This trial is active, not recruiting.

Condition colon polyps
Treatment endoscopic mucosal resection
Sponsor Northwestern University
Collaborator University of Colorado, Denver
Start date August 2014
End date August 2019
Trial size 1500 participants
Trial identifier NCT02782793, STU00095441


A prospective outcomes study in patients referred for endoscopic mucosal resection of complex colon polyps.

United States No locations recruiting
Other countries No locations recruiting

Study Design

Observational model cohort
Time perspective prospective
endoscopic mucosal resection

Primary Outcomes

Endoscopic and clinical factors which predict failure of resection of large colon polyps
time frame: 5 year follow up

Secondary Outcomes

Efficacy (%) of Endoscopic resection for large colon polyps
time frame: 5 year follow up
Factors which predict recurrence of adenoma after large polyp resection
time frame: 5 year follow up

Eligibility Criteria

Male or female participants from 18 years up to 90 years old.

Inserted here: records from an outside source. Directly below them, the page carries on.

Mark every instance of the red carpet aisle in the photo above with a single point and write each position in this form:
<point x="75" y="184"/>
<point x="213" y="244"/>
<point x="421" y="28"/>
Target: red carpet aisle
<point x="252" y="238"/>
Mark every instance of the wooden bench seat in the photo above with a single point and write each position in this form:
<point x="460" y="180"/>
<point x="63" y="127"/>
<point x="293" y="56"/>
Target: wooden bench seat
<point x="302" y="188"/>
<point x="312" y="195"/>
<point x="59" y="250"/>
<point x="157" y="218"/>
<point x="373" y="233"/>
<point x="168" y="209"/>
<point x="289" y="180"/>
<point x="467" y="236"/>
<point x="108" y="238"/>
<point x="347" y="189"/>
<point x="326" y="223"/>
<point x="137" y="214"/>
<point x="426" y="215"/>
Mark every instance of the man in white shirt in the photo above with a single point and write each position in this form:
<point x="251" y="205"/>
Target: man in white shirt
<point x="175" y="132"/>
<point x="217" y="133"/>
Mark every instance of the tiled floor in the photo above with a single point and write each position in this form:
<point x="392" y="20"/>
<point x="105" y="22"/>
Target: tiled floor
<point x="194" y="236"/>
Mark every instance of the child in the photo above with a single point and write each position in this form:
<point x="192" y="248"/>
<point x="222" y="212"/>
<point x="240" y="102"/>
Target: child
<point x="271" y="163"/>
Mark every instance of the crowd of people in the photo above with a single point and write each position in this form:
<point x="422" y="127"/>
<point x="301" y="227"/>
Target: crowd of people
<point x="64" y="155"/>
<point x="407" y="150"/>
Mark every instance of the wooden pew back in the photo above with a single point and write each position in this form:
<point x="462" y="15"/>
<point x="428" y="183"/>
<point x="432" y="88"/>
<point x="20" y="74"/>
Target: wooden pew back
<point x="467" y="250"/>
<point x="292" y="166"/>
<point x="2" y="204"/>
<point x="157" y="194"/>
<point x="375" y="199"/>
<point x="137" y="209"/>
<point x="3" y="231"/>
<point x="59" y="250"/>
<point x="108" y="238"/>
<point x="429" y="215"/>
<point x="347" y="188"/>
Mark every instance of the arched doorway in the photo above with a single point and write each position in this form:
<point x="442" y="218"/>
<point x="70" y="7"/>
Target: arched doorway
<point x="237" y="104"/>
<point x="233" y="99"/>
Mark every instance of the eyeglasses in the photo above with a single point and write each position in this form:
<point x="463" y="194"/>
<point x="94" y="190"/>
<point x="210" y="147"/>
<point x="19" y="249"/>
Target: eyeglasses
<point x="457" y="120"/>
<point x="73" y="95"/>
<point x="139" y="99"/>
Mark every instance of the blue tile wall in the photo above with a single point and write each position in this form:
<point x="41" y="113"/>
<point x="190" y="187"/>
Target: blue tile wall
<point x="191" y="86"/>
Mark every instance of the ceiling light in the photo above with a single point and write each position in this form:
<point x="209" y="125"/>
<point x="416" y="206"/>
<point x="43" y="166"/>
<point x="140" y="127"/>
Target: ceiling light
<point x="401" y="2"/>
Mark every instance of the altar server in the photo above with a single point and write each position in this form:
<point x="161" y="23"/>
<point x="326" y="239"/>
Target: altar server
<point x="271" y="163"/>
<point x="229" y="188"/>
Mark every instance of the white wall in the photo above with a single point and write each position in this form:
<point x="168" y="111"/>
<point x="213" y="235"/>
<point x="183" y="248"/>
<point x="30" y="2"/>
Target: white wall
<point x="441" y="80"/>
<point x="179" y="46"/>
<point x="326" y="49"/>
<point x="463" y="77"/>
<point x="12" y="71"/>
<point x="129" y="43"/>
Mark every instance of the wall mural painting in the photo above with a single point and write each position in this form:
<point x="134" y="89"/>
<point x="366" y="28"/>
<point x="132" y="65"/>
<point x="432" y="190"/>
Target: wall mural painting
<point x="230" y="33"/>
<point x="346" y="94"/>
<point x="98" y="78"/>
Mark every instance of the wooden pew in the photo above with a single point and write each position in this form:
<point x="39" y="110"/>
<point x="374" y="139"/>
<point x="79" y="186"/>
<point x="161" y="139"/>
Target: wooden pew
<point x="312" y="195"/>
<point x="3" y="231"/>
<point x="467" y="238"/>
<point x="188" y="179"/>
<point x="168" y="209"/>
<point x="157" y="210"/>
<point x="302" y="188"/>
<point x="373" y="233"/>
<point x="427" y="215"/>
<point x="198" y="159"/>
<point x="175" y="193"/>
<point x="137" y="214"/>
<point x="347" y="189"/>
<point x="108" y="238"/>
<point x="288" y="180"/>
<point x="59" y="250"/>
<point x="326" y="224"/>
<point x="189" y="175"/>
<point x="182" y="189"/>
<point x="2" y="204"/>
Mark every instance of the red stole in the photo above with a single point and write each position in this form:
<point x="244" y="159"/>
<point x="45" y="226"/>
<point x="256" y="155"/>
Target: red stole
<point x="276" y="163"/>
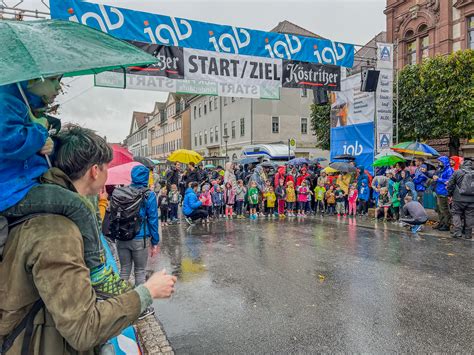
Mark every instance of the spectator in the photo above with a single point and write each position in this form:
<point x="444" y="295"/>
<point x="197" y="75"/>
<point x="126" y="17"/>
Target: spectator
<point x="192" y="206"/>
<point x="441" y="178"/>
<point x="461" y="189"/>
<point x="415" y="214"/>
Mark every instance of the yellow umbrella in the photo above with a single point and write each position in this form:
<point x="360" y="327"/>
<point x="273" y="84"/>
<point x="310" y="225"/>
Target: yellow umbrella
<point x="185" y="156"/>
<point x="329" y="170"/>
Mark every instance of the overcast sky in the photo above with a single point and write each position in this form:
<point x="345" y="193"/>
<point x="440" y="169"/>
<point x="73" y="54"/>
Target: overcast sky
<point x="109" y="111"/>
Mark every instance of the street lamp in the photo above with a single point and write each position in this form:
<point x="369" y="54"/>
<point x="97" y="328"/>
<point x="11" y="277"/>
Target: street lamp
<point x="225" y="138"/>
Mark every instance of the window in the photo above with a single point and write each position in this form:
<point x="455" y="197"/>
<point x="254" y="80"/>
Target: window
<point x="470" y="32"/>
<point x="275" y="124"/>
<point x="425" y="47"/>
<point x="304" y="125"/>
<point x="411" y="52"/>
<point x="242" y="127"/>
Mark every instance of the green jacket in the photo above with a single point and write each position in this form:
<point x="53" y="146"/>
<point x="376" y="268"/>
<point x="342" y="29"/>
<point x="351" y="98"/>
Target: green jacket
<point x="43" y="257"/>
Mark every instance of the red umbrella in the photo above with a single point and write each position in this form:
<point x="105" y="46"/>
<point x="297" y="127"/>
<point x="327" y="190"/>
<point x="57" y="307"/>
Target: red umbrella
<point x="121" y="156"/>
<point x="121" y="174"/>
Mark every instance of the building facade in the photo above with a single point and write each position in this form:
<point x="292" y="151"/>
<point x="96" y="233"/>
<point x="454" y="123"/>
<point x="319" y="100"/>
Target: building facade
<point x="425" y="28"/>
<point x="137" y="140"/>
<point x="221" y="125"/>
<point x="169" y="127"/>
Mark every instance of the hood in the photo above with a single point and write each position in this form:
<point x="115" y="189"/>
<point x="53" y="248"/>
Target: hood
<point x="457" y="162"/>
<point x="34" y="101"/>
<point x="445" y="161"/>
<point x="140" y="175"/>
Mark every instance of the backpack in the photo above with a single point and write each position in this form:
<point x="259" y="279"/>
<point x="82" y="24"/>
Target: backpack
<point x="124" y="221"/>
<point x="467" y="183"/>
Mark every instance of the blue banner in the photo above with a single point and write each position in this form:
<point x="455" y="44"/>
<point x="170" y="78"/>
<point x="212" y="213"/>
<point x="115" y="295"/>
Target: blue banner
<point x="174" y="31"/>
<point x="357" y="140"/>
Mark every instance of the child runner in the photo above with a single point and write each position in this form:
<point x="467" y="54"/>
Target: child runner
<point x="331" y="200"/>
<point x="303" y="193"/>
<point x="206" y="199"/>
<point x="163" y="204"/>
<point x="253" y="199"/>
<point x="270" y="199"/>
<point x="319" y="194"/>
<point x="229" y="199"/>
<point x="240" y="193"/>
<point x="174" y="199"/>
<point x="290" y="198"/>
<point x="218" y="201"/>
<point x="280" y="192"/>
<point x="340" y="201"/>
<point x="364" y="195"/>
<point x="352" y="197"/>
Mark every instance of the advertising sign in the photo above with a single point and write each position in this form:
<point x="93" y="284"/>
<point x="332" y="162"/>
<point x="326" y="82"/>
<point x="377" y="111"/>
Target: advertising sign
<point x="173" y="31"/>
<point x="308" y="75"/>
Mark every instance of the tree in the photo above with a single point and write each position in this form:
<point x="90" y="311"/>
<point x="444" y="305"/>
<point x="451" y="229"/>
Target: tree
<point x="436" y="99"/>
<point x="321" y="124"/>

Inclusion Criteria: - All patients referred to each of the participating tertiary care centers for endoscopic mucosal resection (EMR) Exclusion Criteria: - Does not meet inclusion criteria

Additional Information

Official title Predictors of Unsuccessful Endoscopic Mucosal Resection of Complex Colon Polyps: "You Can Look But You Can't Touch"
Description Colon cancer is the third leading cause of cancer-related death in the United States. The number of these deaths has significantly decreased due to screening colonoscopies. A colonoscopy is a procedure in which a physician examines the rectum and large intestines for abnormalities through the use of a specialized camera called an endoscope. Colonoscopies decrease the mortality associated with colon cancer through two main ways: by detecting and removing pre-cancerous lesions called polyps; and by detecting colon cancer at earlier stage, when therapies can still be effective at treating or removing the cancer. Most colon polyps are small and can be completely removed during a standard colonoscopy. However, there is a growing awareness amongst endoscopists of polyps that are too large or inaccessible to be safely removed during a routine colonoscopy. Previously, these lesions required surgery for removal of the affected part of the colon. There is a growing body of evidence that suggests these more complex colon polyps can be entirely removed endoscopically through a procedure called endoscopic mucosal resection (EMR), thereby avoiding costly and debilitating surgery. Given that it is a novel procedure, it is only available at specialized care centers. EMR is a procedure identical to a colonoscopy, with more steps involved in the lifting and removal of complex polyps. As many as 80-90% of complex polyps can be successfully removed with EMR. However, it has been noted that removal of the polyp in pieces, rather than as a whole can result in a 20-30% recurrence rate at the resection site. Any manipulation of the polyp prior to EMR may impair the ability to fully remove the lesion. Some factors that have previously been suggested to increase the difficulty of EMR include previous dye injections, removal attempts, and polyp sampling. However, the true impact of previous manipulations of CCPs remains unclear. This study aims to be one of the largest prospective, multi-centered studies investigating factors that predict the failure of EMR in the removal of complex colon polyps.
Trial information was received from ClinicalTrials.gov and was last updated in May 2016.
Information provided to ClinicalTrials.gov by Northwestern University.